This sweet and sour pork is chunks of pork tenderloin that are breaded and fried, then tossed with pineapple and fresh vegetables in a homemade sauce. A classic stir fry that's even better than what you would get at a restaurant!
Place the eggs in a bowl, add salt and pepper to taste.
Mix the flour and cornstarch together and place in a shallow bowl or on a plate. Season with salt and pepper to taste.
Heat 3 inches of oil in a deep pot to 350 degrees F.
Dip each piece of pork into the egg, then roll into the flour mixture. Repeat with all of the meat.
Fry 7-8 pieces of pork at a time for 5 minutes, or until golden brown. Drain on paper towels. Repeat the process with all of the pork pieces.
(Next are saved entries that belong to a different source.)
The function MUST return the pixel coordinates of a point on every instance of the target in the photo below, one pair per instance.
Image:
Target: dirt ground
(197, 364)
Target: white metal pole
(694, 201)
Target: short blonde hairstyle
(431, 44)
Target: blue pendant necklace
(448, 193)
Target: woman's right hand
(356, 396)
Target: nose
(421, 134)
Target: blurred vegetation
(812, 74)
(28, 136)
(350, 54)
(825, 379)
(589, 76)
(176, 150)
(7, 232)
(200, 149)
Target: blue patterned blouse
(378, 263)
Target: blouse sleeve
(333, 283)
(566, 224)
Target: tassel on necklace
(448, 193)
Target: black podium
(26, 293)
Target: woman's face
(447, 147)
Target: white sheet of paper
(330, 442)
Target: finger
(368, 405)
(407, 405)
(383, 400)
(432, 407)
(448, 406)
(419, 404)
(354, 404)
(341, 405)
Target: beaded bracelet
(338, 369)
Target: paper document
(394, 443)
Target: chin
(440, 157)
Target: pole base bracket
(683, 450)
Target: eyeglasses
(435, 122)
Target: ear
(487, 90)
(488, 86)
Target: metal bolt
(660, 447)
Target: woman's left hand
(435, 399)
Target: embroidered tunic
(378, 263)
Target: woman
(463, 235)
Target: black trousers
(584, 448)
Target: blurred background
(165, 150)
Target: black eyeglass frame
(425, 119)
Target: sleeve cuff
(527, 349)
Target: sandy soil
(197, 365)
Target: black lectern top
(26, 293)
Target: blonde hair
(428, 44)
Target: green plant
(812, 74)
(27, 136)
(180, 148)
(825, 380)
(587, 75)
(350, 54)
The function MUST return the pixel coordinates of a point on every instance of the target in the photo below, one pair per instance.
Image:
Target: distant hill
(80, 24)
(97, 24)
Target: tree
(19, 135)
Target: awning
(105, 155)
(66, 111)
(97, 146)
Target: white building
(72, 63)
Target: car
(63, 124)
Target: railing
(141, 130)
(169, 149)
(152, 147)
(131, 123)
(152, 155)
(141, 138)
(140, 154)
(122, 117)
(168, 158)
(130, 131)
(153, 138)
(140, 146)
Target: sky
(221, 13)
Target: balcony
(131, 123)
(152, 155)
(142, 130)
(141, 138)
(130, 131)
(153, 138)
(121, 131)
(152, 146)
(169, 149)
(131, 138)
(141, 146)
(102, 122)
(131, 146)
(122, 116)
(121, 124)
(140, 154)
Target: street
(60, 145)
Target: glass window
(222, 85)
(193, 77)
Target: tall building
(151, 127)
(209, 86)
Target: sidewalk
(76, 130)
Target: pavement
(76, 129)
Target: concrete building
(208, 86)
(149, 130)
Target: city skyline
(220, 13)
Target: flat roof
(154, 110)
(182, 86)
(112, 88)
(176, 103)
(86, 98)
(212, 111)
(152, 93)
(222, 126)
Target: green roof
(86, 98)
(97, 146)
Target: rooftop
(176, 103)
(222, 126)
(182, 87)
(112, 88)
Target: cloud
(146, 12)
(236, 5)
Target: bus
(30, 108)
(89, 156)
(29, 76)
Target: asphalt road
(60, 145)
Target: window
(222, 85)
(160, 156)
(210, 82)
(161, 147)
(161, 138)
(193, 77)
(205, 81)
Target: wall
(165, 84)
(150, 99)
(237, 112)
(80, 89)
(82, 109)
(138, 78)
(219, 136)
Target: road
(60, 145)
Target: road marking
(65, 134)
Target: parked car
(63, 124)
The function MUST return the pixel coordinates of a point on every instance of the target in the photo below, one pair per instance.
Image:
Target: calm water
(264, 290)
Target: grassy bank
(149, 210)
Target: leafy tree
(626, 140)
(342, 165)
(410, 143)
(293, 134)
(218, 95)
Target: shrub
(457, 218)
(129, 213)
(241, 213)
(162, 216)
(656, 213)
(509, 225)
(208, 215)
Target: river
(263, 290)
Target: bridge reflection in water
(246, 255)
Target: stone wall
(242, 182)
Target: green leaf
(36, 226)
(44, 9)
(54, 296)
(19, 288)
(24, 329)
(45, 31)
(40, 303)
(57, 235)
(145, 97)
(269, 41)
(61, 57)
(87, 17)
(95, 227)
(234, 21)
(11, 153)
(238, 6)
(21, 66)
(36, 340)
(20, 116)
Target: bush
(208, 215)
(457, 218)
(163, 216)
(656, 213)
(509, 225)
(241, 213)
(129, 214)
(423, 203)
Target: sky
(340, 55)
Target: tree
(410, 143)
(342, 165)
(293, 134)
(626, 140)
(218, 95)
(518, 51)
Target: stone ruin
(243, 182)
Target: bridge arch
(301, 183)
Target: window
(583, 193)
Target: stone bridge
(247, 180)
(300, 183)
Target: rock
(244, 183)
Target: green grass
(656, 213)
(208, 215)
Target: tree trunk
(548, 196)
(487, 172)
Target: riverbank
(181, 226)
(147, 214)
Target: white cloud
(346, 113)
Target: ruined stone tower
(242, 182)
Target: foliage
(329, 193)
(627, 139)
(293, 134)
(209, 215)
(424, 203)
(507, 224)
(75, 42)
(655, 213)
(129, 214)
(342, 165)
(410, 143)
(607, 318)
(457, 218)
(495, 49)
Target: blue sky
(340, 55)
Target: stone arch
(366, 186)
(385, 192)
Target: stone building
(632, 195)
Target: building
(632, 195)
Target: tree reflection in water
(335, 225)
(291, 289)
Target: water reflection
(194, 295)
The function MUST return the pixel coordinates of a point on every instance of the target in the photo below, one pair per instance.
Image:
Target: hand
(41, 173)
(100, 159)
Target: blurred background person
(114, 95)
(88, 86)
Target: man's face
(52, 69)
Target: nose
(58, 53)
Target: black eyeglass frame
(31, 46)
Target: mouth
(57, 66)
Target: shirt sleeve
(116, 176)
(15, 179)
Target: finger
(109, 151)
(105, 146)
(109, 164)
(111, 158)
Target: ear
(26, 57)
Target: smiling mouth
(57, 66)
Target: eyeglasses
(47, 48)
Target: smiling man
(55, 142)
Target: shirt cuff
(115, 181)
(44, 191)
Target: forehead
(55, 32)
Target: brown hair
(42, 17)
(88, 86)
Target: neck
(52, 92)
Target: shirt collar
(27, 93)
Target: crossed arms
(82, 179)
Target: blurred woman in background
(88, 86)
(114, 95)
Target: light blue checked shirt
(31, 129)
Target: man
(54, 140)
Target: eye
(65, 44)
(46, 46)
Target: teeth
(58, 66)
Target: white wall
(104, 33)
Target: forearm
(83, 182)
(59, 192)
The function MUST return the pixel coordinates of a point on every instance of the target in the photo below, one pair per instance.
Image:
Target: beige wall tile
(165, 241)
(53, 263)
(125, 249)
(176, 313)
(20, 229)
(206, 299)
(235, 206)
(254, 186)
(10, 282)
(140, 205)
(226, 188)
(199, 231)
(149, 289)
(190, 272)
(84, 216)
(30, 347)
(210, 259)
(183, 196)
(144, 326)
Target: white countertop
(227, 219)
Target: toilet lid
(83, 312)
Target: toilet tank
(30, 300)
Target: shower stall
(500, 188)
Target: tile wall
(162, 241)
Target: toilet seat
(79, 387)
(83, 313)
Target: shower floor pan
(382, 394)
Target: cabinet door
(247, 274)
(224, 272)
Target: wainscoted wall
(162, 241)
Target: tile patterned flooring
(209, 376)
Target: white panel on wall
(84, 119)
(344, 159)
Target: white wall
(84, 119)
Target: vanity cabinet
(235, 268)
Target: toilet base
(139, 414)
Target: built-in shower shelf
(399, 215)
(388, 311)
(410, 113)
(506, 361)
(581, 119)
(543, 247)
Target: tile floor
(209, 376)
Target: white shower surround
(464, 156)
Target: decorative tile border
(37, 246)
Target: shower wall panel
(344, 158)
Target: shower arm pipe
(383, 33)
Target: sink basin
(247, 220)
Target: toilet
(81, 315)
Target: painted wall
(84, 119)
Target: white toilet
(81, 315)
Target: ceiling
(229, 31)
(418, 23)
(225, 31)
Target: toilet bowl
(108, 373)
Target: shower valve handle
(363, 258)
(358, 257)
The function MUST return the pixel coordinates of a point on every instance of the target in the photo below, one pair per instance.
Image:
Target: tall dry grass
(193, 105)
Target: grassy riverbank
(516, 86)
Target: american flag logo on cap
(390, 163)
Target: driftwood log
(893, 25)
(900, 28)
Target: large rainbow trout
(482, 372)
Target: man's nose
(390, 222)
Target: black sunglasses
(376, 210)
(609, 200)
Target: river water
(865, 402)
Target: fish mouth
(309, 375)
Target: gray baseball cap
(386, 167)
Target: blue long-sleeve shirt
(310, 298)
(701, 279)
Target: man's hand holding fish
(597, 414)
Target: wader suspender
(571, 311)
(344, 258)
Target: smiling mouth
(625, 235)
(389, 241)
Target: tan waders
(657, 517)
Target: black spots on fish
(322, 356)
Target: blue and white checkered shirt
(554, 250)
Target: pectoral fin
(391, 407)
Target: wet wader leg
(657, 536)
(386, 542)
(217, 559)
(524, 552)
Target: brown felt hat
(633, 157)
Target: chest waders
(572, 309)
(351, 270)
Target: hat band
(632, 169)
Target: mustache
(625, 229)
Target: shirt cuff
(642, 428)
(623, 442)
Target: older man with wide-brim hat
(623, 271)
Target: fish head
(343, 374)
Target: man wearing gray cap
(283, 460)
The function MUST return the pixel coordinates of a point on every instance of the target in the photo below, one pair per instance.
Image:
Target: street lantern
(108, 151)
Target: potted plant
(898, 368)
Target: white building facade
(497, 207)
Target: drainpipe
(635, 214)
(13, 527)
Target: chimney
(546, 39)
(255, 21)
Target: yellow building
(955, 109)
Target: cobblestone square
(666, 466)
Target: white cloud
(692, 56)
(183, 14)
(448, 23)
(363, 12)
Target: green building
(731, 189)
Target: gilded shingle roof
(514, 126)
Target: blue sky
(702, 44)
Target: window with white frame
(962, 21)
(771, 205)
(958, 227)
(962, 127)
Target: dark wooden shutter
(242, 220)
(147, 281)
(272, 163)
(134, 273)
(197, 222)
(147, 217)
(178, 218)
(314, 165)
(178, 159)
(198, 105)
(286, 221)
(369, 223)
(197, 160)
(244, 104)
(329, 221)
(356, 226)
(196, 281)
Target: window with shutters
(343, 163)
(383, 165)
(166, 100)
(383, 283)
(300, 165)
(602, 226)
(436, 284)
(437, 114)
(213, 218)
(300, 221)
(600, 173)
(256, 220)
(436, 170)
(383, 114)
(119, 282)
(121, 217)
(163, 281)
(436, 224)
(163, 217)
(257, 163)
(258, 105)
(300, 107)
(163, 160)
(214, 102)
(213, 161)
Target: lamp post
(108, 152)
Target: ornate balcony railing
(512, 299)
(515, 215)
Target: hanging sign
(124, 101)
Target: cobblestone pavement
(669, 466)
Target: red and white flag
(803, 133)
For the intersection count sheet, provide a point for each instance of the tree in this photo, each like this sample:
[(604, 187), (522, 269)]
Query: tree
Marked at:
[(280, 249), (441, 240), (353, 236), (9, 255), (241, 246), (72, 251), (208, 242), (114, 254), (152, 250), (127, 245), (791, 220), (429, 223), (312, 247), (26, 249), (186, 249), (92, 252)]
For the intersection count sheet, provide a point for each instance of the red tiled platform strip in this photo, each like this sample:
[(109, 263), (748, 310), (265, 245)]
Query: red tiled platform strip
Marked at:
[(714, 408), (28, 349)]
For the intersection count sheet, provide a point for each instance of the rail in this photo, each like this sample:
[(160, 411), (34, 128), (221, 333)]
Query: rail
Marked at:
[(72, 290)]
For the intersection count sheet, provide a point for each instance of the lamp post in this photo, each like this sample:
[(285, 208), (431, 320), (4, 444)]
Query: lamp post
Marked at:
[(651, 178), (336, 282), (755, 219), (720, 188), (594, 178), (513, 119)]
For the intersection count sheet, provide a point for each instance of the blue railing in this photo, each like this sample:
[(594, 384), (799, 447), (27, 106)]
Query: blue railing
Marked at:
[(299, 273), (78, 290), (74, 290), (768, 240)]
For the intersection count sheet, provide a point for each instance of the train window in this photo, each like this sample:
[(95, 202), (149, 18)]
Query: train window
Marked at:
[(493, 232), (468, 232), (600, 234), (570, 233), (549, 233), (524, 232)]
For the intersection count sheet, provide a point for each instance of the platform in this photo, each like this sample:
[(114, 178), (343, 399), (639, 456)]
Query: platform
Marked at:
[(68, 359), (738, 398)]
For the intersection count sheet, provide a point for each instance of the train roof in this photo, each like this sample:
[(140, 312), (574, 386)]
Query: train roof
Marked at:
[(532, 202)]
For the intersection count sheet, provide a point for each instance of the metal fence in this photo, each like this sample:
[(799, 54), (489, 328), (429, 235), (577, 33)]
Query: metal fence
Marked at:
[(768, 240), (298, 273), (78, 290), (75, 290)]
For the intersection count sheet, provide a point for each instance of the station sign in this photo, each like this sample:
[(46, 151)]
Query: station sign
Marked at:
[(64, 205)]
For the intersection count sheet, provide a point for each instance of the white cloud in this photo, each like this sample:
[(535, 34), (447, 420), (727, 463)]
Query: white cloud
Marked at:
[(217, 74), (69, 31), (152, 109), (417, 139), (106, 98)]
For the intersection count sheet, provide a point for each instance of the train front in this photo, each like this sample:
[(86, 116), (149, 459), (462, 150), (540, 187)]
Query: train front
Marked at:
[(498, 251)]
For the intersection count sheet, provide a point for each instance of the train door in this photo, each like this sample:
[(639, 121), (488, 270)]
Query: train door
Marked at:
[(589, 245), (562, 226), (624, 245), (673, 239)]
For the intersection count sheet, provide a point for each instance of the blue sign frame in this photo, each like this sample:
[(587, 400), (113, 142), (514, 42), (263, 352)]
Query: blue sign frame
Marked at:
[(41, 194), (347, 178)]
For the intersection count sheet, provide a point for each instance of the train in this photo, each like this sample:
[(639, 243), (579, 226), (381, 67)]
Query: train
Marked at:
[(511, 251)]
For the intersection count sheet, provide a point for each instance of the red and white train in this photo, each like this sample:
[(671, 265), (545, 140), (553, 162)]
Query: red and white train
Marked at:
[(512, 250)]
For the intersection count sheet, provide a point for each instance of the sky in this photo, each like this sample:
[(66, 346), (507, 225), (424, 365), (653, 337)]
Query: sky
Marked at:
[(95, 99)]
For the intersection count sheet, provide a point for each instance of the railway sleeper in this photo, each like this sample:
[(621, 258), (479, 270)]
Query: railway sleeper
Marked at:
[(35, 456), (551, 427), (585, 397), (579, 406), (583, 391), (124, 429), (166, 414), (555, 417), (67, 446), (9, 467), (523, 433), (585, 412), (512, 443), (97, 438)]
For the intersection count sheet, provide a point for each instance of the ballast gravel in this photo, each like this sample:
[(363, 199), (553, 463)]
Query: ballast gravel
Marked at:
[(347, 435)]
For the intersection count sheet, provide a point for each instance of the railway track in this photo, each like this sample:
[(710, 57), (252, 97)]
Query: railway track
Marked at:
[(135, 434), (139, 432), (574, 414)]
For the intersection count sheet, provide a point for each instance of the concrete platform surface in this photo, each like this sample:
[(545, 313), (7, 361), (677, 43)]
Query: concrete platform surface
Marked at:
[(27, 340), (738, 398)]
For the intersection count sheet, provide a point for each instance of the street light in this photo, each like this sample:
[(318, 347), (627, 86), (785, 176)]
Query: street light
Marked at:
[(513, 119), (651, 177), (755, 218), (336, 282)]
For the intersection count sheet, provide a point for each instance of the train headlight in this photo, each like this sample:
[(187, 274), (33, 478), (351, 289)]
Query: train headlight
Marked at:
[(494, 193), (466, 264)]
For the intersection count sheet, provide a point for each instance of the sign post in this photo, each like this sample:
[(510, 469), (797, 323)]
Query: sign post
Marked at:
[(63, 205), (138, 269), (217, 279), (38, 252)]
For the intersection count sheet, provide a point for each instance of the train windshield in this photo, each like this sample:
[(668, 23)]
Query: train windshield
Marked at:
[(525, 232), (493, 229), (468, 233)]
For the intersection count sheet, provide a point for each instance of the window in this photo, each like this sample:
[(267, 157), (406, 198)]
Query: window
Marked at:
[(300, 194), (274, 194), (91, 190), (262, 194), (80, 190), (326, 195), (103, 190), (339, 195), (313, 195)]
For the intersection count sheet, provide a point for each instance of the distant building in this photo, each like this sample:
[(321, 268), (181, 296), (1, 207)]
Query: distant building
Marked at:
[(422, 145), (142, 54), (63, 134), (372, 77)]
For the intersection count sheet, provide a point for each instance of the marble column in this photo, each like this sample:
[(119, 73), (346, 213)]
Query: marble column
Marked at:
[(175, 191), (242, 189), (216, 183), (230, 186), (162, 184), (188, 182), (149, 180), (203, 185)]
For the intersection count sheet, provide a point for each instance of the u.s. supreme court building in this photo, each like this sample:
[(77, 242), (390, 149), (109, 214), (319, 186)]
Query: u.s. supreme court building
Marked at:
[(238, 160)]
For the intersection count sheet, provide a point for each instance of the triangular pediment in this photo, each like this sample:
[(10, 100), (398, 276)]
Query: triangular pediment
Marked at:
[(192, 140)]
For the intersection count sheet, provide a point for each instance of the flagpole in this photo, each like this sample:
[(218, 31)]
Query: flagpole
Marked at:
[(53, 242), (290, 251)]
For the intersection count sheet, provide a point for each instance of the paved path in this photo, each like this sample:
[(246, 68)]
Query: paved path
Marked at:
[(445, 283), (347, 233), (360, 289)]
While the meat is cooking, heat the 2 teaspoons of oil in a large pan over medium high heat. Add the bell peppers and onion to the pan and season with salt and pepper to taste.
Cook for 4-5 minutes or until vegetables are just tender. Stir in the pineapple chunks.
For the sauce
In a small bowl, whisk together the sugar, cider vinegar, soy sauce, garlic powder, onion powder, ketchup and cornstarch.
Pour the sauce into the pan with the peppers, onions and pineapple and bring to a simmer. Cook for 2-3 minutes or until sauce has thickened.
Add the fried pork to the pan with the vegetables and pineapple and toss to coat with the sauce. Serve immediately.
Video
Notes
You can place your pork in the freezer for about 20 minutes to firm it up. This will make the meat easier to cut into evenly sized pieces.
I prefer to use freshly cut pineapple in this dish, but canned pineapple will also work just fine.
This dish is best when served immediately, as the coating on the pork will start to soften as it soaks up the sauce.
It's important to use a frying thermometer to monitor the temperature of your oil. If the oil is too hot, the outside could burn before the meat cooks through. If the oil is too cold, the coating will absorb excess oil and be heavy.